Olson surprises many conservatives by seeking to overturn gay-marriage ban

By Robert Barnes
Washington Post Staff Writer
Monday, June 14, 2010

Cocktails had been served on the terrace, the ubiquitous Washington buffet of tenderloin and salmon consumed, and the gay law students settled in to hear from the famed legal mind who is leading the battle to make sure they have the right to marry whomever they want, wherever in the United States of America they live.

But first, an introduction: The assembled were reminded of Theodore B. Olson's sterling conservative credentials; about his loyal service in President Ronald Reagan's Justice Department; that he was President George W. Bush's solicitor general; that perhaps the crowning achievement in his gaudy career as a Supreme Court advocate was persuading five justices to stop the vote counting in Florida in the 2000 election and acknowledge that Bush had won.

So far, so quiet.

But then Olson took the microphone, and began to describe his crusade to overturn California's Proposition 8 and establish a constitutional right for same-sex marriage. The two gay families he represents are "the nicest people on the planet." He believes to his core that discrimination because of sexual orientation "is wrong and it's hurtful, and I never could understand it." He knows some worry that the lawsuit is premature, "but civil rights are not won by people saying, 'Wait until the right time.' "

This fight, Olson told the law students gathered on a spring evening in the luxe D.C. offices of his firm, Gibson, Dunn and Cruthcher, "is the most compelling, emotionally moving, important case that I have been involved in in my entire life."

Standing O. Another jury persuaded.

Olson will try to repeat the performance Wednesday in a federal courthouse in San Francisco. He will present closing arguments in a potentially groundbreaking trial in which Olson and his political odd-couple partner David Boies -- his Democratic rival in Bush v. Gore -- are asking a federal judge to overturn Prop 8, with which California voters limited marriage to a man and a woman. The suit says that violates the U.S. Constitution's due process and equal protection clauses.

It is the first stop in what is likely to be a years-long, historic journey to the Supreme Court, the Brown v. Board of Education for the gay rights movement. Some critics wonder if it is a bit of an ego trip as well, whether Olson's belief in his own skills could lead to a debilitating loss at the high court.

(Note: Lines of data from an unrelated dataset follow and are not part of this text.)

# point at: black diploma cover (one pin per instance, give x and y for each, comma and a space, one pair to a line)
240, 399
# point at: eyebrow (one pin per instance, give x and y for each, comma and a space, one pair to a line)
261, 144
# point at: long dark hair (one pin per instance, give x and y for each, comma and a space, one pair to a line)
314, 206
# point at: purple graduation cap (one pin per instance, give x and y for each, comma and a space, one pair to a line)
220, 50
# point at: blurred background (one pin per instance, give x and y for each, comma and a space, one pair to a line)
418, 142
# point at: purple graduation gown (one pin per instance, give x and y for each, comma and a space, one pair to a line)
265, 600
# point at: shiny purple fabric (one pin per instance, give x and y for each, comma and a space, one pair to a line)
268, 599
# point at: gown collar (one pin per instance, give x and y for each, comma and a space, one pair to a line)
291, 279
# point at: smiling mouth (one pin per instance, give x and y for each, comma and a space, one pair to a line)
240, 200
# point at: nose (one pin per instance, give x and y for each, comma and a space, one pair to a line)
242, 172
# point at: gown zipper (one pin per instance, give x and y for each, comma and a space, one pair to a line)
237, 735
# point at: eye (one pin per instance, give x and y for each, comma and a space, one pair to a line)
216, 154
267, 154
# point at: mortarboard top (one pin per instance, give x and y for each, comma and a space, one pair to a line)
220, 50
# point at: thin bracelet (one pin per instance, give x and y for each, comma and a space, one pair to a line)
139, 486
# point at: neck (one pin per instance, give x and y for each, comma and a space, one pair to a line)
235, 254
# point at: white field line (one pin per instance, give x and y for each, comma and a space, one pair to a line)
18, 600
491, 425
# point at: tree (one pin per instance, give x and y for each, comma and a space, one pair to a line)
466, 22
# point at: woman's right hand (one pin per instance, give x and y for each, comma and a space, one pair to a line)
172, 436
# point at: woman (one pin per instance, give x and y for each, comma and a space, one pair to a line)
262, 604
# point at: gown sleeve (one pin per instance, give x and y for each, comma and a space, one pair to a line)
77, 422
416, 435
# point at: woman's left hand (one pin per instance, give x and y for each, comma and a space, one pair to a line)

The case has prodigious legal talent on all sides. Washington lawyer Charles J. Cooper, a star in the same conservative orbit that Olson usually inhabits, is counsel for the California group that sponsored Proposition 8. Chief Judge Vaughn R. Walker of the U.S. District Court for the Northern District of California, first nominated by Reagan and finally confirmed under President George H.W. Bush, drew the lot to hear the case. (He also picked up the San Francisco Chronicle one morning after the trial to see a column reporting that he is gay, an issue about which he has never publicly spoken.)

But no one has attracted as much attention as Olson, a tall and lanky man who is approaching 70 but still wears his strawberry-blond hair in bangs. That the man who was a loyal Reagan lieutenant and defended Bush's anti-terrorism policies is now championing gay rights has been too much for some conservatives. M. Edward Whelan III, whose National Review column is influential in conservative legal circles, called the lawsuit "a betrayal of everything that Ted Olson has purported to stand for."

Paul D. Clement, who was Olson's deputy as solicitor general and then took over the job, said conservatives have "come to terms" with Olson's decision, "but those who never understood it are still scratching their heads."

Olson said people continue to look for a reason -- for instance, there is no family member who influenced his thinking, he said -- because "I'm a mossback conservative and thus not supposed to have these views." But he said that while in the Bush administration, he opposed an attempt to amend the Constitution to define marriage.